Do que eu consigo me lembrar, fui vendedor de balas em semáforo, juiz de futebol, maquiador (?), artista de praça (isso mesmo: fiquei tocando violão no calçadão de Rio Preto durante uma manhã) e, pasmem, garoto de programa (fiquei algumas horas da madrugada com um colega, também repórter, em uma esquina, mas não aconteceu ABSOLUTAMENTE nada digno de relato - graças a Deus).


Mas nenhum desses chegou perto, em relação ao temor pela minha própria vida, de quando fui palhaço de rodeio.

Começou assim: um belo dia, precisávamos de mais uma pauta para a malfadada seção. A chefe de reportagem lembrou que naquela semana ocorreria um rodeio na cidade de Palestina, e não hesitou: "O Luís vai ser peão de rodeio!" (Ela era meio louca mesmo). É claro que relutei, assim como toda a redação; para ser peão é preciso preparo, treino, etc. Eu certamente morreria.

Sugeri algumas atividades mais simplórias que poderiam usar o próprio rodeio como cenário: escovador de cavalo, limpador de estábulo, carregador de bota, sei lá. Mas a chefe de reportagem queria sangue. E falou em palhaço de rodeio. Continuei achando deveras perigoso, mas confesso que, na ocasião, conseguia me enxergar no ofício. "Eles só ficam fazendo macaquices, não preciso ser do tipo que entra na frente dos bichos", pensei.

Liguei para o organizador do rodeio explicando a coisa toda, ele me perguntou se eu tinha seguro de vida. Respondi com uma risada, pensando que era piada. Do outro lado da linha, ele ficou mudo. Não era.
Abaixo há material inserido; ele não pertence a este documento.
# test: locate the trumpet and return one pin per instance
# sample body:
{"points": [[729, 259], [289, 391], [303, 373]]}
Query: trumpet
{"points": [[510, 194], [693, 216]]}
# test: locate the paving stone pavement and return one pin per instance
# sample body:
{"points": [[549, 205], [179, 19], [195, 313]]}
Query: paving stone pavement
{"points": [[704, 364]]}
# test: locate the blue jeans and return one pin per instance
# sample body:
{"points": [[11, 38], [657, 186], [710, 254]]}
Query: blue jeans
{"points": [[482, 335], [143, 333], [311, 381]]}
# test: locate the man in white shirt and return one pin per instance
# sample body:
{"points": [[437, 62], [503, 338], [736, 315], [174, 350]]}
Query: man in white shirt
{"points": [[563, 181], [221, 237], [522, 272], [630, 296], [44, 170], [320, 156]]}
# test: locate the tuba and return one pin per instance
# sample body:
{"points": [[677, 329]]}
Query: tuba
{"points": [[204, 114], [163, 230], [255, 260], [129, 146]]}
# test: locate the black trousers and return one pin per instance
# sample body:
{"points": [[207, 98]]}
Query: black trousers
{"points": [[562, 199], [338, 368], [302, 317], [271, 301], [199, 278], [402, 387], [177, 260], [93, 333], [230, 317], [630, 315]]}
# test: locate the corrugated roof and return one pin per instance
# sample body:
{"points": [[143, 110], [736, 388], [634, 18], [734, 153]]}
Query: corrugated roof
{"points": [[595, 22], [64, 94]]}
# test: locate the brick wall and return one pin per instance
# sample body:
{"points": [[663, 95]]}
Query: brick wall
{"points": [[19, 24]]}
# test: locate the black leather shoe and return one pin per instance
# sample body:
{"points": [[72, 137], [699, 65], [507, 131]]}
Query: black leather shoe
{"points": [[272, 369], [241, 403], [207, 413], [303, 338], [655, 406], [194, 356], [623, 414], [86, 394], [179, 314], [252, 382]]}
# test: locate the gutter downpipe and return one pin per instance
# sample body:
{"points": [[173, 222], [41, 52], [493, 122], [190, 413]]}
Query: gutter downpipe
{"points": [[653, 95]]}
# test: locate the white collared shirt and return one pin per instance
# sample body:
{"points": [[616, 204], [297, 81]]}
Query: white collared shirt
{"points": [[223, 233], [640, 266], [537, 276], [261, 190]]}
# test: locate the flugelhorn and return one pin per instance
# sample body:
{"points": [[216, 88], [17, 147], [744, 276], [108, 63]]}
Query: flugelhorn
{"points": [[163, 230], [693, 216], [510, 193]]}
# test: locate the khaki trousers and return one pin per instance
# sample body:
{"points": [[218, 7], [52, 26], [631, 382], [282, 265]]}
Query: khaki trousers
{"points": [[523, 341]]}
No dia combinado, cheguei no lugar, encontrei com o cara e ele: "Hum, você veio mesmo." E me levou até Toba Duro (também autoexplicativo), o cara que coordenava a atividade dos palhaços na ocasião.
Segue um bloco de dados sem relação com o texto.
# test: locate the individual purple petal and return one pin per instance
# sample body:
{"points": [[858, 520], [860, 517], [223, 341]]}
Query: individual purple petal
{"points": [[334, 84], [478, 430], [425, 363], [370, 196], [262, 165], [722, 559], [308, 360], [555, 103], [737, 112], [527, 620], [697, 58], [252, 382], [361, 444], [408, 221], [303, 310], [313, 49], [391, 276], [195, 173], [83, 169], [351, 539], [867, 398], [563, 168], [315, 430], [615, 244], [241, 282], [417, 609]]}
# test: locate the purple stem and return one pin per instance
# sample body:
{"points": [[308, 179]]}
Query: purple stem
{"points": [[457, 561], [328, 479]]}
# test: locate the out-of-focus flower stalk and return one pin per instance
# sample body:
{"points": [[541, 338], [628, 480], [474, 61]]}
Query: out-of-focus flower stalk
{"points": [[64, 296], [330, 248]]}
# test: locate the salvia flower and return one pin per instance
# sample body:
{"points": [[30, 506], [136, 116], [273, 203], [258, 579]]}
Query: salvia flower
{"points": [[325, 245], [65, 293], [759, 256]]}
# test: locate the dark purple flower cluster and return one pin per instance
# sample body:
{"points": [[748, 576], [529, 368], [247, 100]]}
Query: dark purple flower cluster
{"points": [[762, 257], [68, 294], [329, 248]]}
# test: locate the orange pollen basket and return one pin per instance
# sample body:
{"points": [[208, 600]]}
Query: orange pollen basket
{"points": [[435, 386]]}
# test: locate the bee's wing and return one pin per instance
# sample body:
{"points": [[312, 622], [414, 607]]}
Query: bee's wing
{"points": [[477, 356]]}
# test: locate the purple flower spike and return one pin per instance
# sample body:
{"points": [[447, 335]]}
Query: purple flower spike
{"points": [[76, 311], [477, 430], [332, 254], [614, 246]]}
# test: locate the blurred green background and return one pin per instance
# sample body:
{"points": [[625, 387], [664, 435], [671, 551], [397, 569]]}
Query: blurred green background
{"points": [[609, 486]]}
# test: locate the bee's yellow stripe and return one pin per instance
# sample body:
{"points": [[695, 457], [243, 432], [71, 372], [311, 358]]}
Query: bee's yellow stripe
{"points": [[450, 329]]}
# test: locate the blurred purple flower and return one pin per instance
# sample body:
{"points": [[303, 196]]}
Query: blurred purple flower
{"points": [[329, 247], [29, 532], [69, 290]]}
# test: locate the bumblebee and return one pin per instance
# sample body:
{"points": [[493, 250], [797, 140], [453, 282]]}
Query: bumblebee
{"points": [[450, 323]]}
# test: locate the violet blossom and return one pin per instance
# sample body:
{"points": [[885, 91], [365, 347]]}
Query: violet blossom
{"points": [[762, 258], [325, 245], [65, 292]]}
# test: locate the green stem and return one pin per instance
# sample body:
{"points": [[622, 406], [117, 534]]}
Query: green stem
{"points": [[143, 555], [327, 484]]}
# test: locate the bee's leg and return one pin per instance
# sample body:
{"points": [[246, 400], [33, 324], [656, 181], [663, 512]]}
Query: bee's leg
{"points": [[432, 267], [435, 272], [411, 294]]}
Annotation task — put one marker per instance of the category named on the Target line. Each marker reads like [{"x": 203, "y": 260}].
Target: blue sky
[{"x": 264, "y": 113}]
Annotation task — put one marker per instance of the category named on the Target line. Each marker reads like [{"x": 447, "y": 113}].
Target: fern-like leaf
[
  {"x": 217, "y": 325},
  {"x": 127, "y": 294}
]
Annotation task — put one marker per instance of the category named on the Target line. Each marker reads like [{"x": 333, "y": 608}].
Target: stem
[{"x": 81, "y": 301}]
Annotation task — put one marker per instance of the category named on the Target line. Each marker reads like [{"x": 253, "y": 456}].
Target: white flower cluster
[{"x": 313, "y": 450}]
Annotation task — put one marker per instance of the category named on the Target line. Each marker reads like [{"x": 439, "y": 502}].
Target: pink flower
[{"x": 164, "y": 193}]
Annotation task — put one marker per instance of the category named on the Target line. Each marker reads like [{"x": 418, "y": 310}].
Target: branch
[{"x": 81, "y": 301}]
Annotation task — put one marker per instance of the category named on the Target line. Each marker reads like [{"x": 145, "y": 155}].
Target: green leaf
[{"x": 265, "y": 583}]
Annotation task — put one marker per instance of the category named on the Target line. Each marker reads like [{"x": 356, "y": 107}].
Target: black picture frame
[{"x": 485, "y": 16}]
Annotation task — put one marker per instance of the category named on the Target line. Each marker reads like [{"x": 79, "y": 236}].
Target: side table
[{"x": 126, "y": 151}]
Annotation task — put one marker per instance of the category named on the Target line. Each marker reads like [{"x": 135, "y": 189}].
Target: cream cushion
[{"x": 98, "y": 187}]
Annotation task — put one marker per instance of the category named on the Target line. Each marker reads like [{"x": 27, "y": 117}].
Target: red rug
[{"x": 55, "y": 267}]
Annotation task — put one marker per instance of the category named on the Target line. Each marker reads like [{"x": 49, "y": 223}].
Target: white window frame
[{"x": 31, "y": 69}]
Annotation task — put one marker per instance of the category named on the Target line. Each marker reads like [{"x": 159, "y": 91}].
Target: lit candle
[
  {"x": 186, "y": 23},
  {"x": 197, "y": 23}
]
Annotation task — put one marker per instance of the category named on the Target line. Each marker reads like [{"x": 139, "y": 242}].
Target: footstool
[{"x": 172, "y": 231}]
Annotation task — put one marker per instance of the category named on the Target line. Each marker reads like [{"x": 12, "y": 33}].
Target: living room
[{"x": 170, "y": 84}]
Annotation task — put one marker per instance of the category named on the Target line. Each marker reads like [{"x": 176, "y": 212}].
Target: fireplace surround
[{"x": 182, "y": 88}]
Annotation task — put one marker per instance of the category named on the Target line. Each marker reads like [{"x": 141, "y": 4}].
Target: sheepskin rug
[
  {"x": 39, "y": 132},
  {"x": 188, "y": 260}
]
Acontece que Toba Duro era uma pessoa que levava seu trabalho realmente a sério, e como ele tinha recebido a ordem de me transformar em um verdadeiro palhaço de rodeio, não hesitou em cumprir todo o script. Primeiro me fantasiou, pintou minha cara e foi me passando instruções.
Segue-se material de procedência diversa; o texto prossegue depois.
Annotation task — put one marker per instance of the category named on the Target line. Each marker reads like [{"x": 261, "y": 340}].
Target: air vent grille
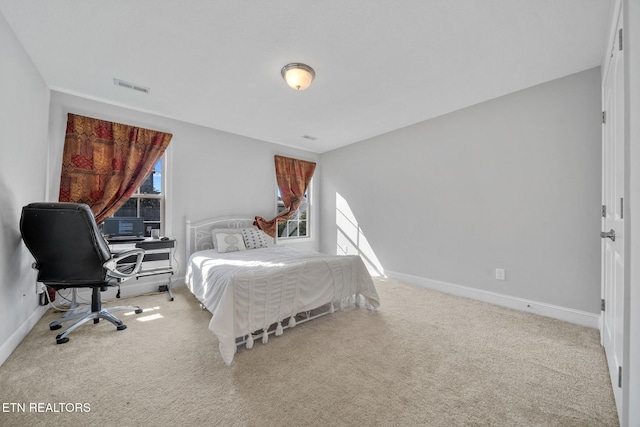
[{"x": 131, "y": 86}]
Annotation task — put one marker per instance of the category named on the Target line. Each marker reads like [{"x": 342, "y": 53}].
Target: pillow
[
  {"x": 215, "y": 231},
  {"x": 254, "y": 238},
  {"x": 229, "y": 242}
]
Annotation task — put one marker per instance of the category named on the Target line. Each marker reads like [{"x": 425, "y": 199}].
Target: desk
[{"x": 158, "y": 258}]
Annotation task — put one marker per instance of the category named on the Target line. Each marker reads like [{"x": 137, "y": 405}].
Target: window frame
[
  {"x": 309, "y": 228},
  {"x": 162, "y": 197}
]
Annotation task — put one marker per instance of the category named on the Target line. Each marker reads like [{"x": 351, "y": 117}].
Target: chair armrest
[{"x": 124, "y": 271}]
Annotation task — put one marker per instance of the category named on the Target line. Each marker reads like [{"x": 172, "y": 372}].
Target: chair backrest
[{"x": 66, "y": 243}]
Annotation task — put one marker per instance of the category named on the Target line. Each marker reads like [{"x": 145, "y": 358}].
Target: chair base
[{"x": 83, "y": 316}]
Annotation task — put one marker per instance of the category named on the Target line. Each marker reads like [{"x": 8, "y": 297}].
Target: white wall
[
  {"x": 631, "y": 358},
  {"x": 211, "y": 173},
  {"x": 24, "y": 107},
  {"x": 511, "y": 183}
]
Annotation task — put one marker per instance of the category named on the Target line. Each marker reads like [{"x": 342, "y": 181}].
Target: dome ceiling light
[{"x": 298, "y": 76}]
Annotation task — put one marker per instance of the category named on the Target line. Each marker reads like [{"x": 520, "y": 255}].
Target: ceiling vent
[{"x": 131, "y": 86}]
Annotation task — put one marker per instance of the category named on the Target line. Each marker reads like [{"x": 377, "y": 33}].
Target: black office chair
[{"x": 70, "y": 252}]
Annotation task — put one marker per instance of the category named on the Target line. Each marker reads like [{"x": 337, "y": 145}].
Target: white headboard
[{"x": 199, "y": 233}]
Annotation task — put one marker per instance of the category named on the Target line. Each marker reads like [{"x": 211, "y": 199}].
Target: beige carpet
[{"x": 424, "y": 358}]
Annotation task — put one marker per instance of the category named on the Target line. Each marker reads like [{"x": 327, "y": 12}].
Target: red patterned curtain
[
  {"x": 103, "y": 162},
  {"x": 293, "y": 177}
]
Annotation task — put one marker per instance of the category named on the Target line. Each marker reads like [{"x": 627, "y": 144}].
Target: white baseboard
[
  {"x": 565, "y": 314},
  {"x": 128, "y": 288},
  {"x": 14, "y": 340}
]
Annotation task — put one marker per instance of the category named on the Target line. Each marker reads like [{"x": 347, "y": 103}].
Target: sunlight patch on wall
[{"x": 351, "y": 239}]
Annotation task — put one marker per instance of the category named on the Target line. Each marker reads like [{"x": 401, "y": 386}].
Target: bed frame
[{"x": 199, "y": 238}]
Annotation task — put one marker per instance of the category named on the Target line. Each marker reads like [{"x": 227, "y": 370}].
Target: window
[
  {"x": 148, "y": 201},
  {"x": 298, "y": 225}
]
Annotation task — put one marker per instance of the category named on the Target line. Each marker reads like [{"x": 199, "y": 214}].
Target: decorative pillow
[
  {"x": 254, "y": 238},
  {"x": 215, "y": 231},
  {"x": 229, "y": 242}
]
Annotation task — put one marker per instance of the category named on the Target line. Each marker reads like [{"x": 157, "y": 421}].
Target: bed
[{"x": 254, "y": 287}]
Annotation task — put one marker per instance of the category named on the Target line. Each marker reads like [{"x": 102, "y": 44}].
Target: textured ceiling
[{"x": 380, "y": 64}]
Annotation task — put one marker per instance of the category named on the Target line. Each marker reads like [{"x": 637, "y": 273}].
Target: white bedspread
[{"x": 249, "y": 290}]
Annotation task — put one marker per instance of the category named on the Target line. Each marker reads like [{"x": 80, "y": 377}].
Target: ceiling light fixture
[{"x": 298, "y": 76}]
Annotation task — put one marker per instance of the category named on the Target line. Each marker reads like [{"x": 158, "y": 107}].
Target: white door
[{"x": 613, "y": 216}]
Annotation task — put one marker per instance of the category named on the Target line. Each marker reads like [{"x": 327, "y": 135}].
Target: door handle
[{"x": 610, "y": 234}]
Foi só ali que descobri que a atividade não tem nada de palhaçada: o palhaço é, na verdade, um guarda-costas do peão. "Como você é novato pode ficar mais afastado. Mas pra parar um boi tem que entrar na frente dele, abrir os braços para parecer maior do que você é e ir cercando."

"Beleza", respondi. "Vai ser fácil", pensei. Ainda não tinha a exata noção do que me esperava. No caminho para a arena (eu participei de toda a cerimônia de abertura, com oração a Nossa Senhora e tudo o mais), vi os boizinhos na área reservada para eles, e que eu não sei o nome (brete?). Os bichos eram muito grandes. "Mas são bois", pensei, tentando provar a mim mesmo que eles respeitariam a hierarquia biológica da cadeia alimentar dali a pouco.

Começou. Arquibancada lotada, o locutor berrando no microfone. Abriu a tal da porteira. E tudo o que eu consigo me lembrar é de um bólido saltitante feito de carne, osso e chifres pesando toneladas que saiu loucamente pela arena. Uma terrível sensação de terror em seu estado puro percorreu meus ossos. Sério, eu nunca tinha sentido e nunca mais senti um troço parecido com aquilo.

Quando vi, já estava pendurado na cerca de proteção, com o boi a bons metros de mim, já controlado. Toba Duro me olhou torto. Continuei ali no canto, controlando meu medo recentemente adquirido. Até que Toba Duro me chamou de canto e disse: "Olha, a plateia não sabe que você está aqui de brincadeira. Se continuar fugindo, fica feio pra gente." Glup.

Nisso, o fotógrafo se mijava de rir, em uma área de segurança. Também me chamou e disse: "Luís, não consegui pegar nenhuma foto que tenha você e o boi no mesmo plano." Tentei me aproximar, mas o máximo que consegui é o que está na foto abaixo.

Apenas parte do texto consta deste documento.